Ask students what the color red makes them think of, feel, see, or otherwise sense.

This is what it makes one person think of when she thinks of red. – Read “What is Red?”

What kind of images did she use there?  What did she compare red to?  Did she say “it is like” or “it is”?  Is red really those things?  Why?  Talk about metaphors and why poets use them.  How do we use them?  Eg, “She’s a real tiger.”

Is white a color?  What do you think of when you think of white?

Hand out and read “What is White?”

Ask students to write their own poem about color that shares what they think that color symbolizes, sounds like, feels like, etcetera.

Poems/Resources:

Hailstones and Halibut Bones (M O’Neill)

 


 

 

 

Day 12

Thanksgiving

audience

3.5.5

 

Objective: Students will write about what they are thankful for, gearing it towards a specific audience

 

Materials: Turkey bodies, colored paper, scissors, pencils, crayons, writing notebook, glue

 

Procedure:

Do you ever share what you are thankful for at dinner on Thanksgiving?  What kinds of things do you list?

If a young cousin asked what you were grateful for, and your grandparent asked, do you think you would tell them different things?  Why or why not?  What about one of your parent’s friends, or someone on TV?

We are going to write about who and what we are thankful for today using a special format.  When you write these things, remember your audience.  Who will it be? (the class)  So if you’re thankful for your dog, Sparky, make sure you don’t just say “Sparky,” because this audience won’t know what you mean.

Introduce the format to be used.

Once students have listed three or more things in the correct format, they may complete the project:

Trace and cut out colored paper handprints

                        Write what you are thankful for on the prints

                        Cut out a turkey body

                        Glue the prints to the turkey for a tail

Finished turkeys may be posted in the room for the day, and taken home that afternoon.

 

Poems/Resources:

Writing and Art Go Hand in Hand, page 67

 

 


Final Project

Publishing the Poems

3.4.6, 3.4.8

 

Objective: Students will evaluate their poetry and publish their best one

 

Materials: writing notebooks, pencils, lined paper, construction paper, glue, scissors

 

Procedure:

What are some ways that you can publish writing?  What have you done before?

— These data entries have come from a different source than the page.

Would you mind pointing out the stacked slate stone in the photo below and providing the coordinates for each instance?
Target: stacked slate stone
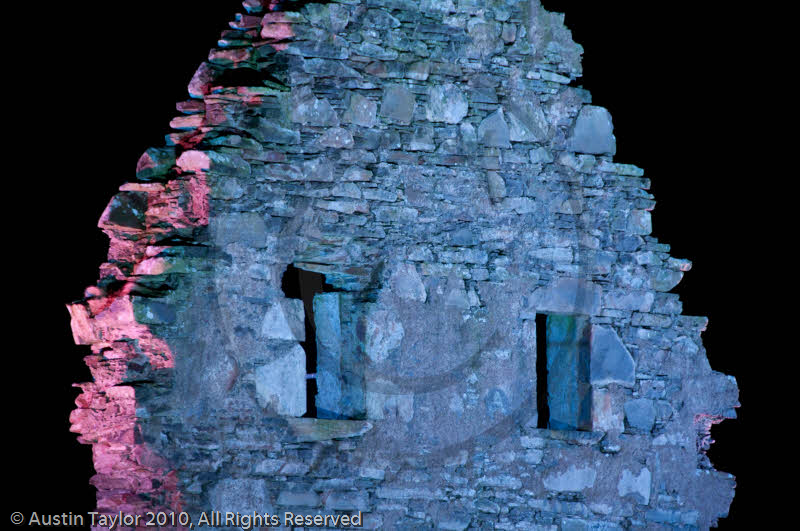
(435, 162)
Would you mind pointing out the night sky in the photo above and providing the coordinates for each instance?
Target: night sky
(97, 86)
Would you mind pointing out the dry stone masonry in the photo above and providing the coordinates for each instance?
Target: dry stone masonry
(493, 344)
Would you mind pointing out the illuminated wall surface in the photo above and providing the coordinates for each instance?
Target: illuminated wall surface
(490, 341)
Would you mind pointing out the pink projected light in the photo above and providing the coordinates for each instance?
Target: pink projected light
(130, 477)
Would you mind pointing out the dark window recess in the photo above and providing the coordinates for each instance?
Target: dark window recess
(541, 372)
(301, 284)
(563, 389)
(334, 357)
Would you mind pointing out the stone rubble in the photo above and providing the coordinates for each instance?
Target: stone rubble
(436, 163)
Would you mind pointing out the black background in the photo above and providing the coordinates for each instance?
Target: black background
(94, 84)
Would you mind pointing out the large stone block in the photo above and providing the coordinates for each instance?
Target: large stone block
(241, 496)
(640, 414)
(564, 295)
(446, 103)
(637, 485)
(494, 132)
(397, 105)
(593, 132)
(574, 479)
(284, 320)
(610, 360)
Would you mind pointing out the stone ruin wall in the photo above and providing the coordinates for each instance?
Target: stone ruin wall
(436, 162)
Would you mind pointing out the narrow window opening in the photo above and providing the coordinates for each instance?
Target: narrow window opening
(541, 372)
(305, 285)
(563, 388)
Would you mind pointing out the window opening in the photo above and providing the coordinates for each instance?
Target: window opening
(563, 388)
(305, 285)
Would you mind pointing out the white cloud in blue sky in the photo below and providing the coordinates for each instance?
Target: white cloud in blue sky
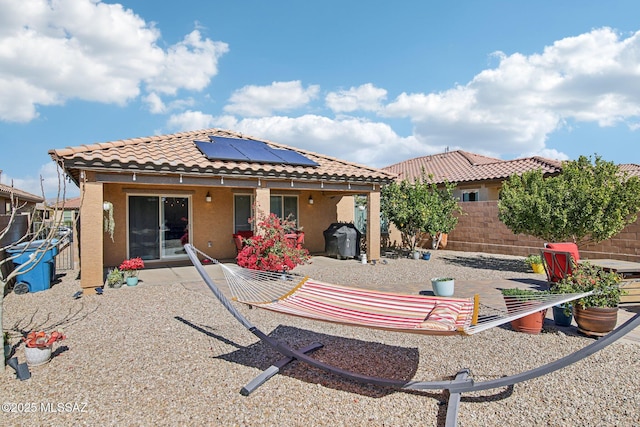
(72, 71)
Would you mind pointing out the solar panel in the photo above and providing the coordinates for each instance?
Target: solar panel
(247, 150)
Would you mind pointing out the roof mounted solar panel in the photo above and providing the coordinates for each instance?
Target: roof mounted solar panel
(247, 150)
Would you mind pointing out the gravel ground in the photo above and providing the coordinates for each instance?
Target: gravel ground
(169, 354)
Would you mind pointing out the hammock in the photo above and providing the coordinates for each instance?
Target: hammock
(359, 307)
(304, 297)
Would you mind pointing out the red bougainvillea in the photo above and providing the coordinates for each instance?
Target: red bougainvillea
(131, 266)
(269, 249)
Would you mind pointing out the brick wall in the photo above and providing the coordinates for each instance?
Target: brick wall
(480, 230)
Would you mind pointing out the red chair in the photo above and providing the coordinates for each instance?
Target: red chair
(559, 260)
(239, 238)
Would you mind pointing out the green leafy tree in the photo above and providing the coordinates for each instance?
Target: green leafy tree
(420, 207)
(587, 203)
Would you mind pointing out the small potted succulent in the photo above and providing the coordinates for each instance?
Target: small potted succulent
(443, 286)
(115, 278)
(38, 345)
(130, 269)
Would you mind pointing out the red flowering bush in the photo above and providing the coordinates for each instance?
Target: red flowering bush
(269, 249)
(131, 266)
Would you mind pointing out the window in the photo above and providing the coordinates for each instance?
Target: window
(470, 196)
(285, 207)
(242, 212)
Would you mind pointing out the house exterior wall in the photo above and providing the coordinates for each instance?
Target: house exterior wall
(212, 222)
(91, 237)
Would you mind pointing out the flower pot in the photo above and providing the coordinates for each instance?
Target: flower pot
(442, 288)
(530, 324)
(560, 318)
(595, 321)
(37, 355)
(538, 268)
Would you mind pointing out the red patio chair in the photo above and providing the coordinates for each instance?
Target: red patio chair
(559, 259)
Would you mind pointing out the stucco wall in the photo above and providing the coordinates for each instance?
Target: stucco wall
(213, 221)
(480, 230)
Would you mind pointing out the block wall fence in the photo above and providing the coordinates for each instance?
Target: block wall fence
(480, 230)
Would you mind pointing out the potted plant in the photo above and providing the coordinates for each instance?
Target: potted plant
(38, 345)
(563, 314)
(515, 297)
(130, 269)
(115, 278)
(595, 314)
(535, 261)
(443, 286)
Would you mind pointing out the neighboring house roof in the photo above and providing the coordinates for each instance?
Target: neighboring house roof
(177, 153)
(461, 166)
(5, 191)
(69, 204)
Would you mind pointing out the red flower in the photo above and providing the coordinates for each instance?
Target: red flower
(269, 250)
(130, 266)
(41, 339)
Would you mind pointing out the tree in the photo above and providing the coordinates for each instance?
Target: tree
(587, 203)
(420, 207)
(41, 236)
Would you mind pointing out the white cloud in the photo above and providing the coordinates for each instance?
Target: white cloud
(355, 140)
(190, 120)
(366, 97)
(256, 101)
(85, 49)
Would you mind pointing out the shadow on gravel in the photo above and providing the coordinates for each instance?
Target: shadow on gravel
(487, 262)
(361, 357)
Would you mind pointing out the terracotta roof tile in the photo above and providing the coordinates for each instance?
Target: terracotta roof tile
(6, 190)
(462, 166)
(178, 153)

We are going to publish some of our writing by making a hall display.

How do you think you can choose your best poem?  What are some things that you could look for?

Students choose their best poem to revise.  They must check the words that they don’t know how to spell and conference with a teacher before they publish.

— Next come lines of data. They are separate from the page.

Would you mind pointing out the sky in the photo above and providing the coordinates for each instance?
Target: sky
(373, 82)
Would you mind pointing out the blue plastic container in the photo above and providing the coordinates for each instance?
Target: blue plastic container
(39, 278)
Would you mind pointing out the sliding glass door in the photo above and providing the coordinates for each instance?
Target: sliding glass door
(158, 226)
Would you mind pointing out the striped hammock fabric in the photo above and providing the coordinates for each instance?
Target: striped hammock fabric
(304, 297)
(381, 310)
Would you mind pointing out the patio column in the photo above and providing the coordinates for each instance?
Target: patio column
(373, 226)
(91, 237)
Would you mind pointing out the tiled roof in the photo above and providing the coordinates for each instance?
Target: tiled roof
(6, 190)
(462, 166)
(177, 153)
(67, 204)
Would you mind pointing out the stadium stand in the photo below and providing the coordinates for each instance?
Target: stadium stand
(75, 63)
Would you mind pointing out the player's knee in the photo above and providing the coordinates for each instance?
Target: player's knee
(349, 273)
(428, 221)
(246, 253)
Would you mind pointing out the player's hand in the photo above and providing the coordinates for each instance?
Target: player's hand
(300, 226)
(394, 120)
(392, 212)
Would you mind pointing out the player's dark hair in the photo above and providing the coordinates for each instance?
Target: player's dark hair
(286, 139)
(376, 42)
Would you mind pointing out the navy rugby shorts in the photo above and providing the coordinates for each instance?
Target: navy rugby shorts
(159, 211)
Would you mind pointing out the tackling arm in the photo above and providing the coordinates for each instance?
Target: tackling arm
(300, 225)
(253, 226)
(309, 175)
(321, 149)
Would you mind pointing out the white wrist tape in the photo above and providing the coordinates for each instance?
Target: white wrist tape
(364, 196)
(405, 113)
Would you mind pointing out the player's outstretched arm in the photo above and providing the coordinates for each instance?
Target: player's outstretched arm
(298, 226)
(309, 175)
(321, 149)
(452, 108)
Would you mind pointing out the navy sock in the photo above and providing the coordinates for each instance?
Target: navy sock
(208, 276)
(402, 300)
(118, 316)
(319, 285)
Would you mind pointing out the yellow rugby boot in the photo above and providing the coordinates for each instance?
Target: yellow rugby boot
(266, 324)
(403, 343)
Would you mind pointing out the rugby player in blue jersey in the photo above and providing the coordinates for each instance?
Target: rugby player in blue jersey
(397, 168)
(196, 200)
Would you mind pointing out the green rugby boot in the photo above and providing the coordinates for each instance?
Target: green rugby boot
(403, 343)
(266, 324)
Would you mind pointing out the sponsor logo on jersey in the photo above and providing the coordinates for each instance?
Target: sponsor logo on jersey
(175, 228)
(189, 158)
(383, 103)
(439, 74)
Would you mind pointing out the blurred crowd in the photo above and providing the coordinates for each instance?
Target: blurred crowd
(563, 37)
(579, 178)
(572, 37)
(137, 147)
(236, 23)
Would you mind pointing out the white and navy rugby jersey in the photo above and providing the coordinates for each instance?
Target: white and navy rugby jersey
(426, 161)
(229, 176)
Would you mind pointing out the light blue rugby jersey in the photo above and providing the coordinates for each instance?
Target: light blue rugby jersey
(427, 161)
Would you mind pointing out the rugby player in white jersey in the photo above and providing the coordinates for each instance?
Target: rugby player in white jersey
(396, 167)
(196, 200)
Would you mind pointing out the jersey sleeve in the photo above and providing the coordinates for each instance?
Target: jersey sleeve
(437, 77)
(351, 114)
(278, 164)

The revised poems are written neatly on lined paper.  The paper for smaller poems may be cut to fit after it is copied.  They then glue it to the color construction paper of their choice.

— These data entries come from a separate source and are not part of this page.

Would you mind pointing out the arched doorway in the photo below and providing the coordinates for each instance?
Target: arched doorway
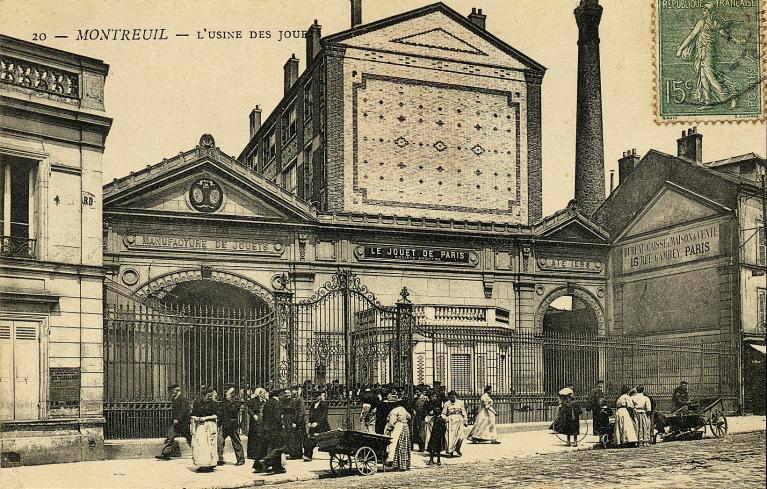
(189, 327)
(570, 319)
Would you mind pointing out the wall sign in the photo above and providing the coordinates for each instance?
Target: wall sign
(570, 264)
(205, 195)
(671, 249)
(171, 242)
(65, 387)
(448, 256)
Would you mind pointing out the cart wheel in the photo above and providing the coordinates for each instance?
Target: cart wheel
(718, 423)
(604, 440)
(339, 463)
(366, 461)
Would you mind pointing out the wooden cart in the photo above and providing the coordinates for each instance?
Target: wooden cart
(691, 423)
(351, 450)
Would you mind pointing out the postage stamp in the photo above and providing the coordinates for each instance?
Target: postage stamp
(709, 60)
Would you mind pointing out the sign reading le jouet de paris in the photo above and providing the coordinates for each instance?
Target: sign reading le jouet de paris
(197, 243)
(671, 249)
(417, 254)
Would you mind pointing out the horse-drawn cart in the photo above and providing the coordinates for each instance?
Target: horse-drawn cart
(689, 423)
(351, 449)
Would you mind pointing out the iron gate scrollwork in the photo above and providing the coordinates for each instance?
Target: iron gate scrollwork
(343, 337)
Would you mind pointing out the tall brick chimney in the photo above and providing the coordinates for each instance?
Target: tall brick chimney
(589, 136)
(356, 13)
(291, 72)
(690, 145)
(313, 36)
(627, 164)
(255, 121)
(477, 18)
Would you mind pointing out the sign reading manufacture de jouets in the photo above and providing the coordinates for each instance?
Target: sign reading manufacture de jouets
(197, 243)
(448, 256)
(671, 249)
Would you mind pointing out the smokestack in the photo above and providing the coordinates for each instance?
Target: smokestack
(627, 164)
(313, 36)
(477, 18)
(589, 136)
(255, 121)
(690, 145)
(291, 72)
(356, 13)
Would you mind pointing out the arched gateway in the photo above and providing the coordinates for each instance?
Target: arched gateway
(192, 327)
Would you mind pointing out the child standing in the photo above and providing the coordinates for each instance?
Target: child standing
(437, 438)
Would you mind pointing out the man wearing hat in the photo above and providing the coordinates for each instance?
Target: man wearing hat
(681, 398)
(273, 431)
(180, 411)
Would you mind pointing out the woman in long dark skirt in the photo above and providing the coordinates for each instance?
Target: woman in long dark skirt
(318, 423)
(257, 442)
(437, 439)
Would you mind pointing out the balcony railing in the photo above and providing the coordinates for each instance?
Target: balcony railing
(17, 247)
(443, 315)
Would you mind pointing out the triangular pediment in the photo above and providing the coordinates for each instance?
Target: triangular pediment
(205, 182)
(570, 225)
(439, 38)
(672, 205)
(435, 31)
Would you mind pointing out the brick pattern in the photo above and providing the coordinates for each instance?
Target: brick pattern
(436, 146)
(334, 164)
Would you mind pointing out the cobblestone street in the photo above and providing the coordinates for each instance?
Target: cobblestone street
(735, 461)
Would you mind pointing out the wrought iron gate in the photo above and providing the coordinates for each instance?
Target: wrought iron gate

Students who finish faster may publish more than one and/or do some free writing.

 

Assessment: Check that the students have correctly revised their poems and neatly published their original work.

 

Modifications: All students should have something written; even the two identified boys who are taken out during this time in the afternoon probably have gotten one or two written.  If they haven’t, they can use the time to work on writing poems.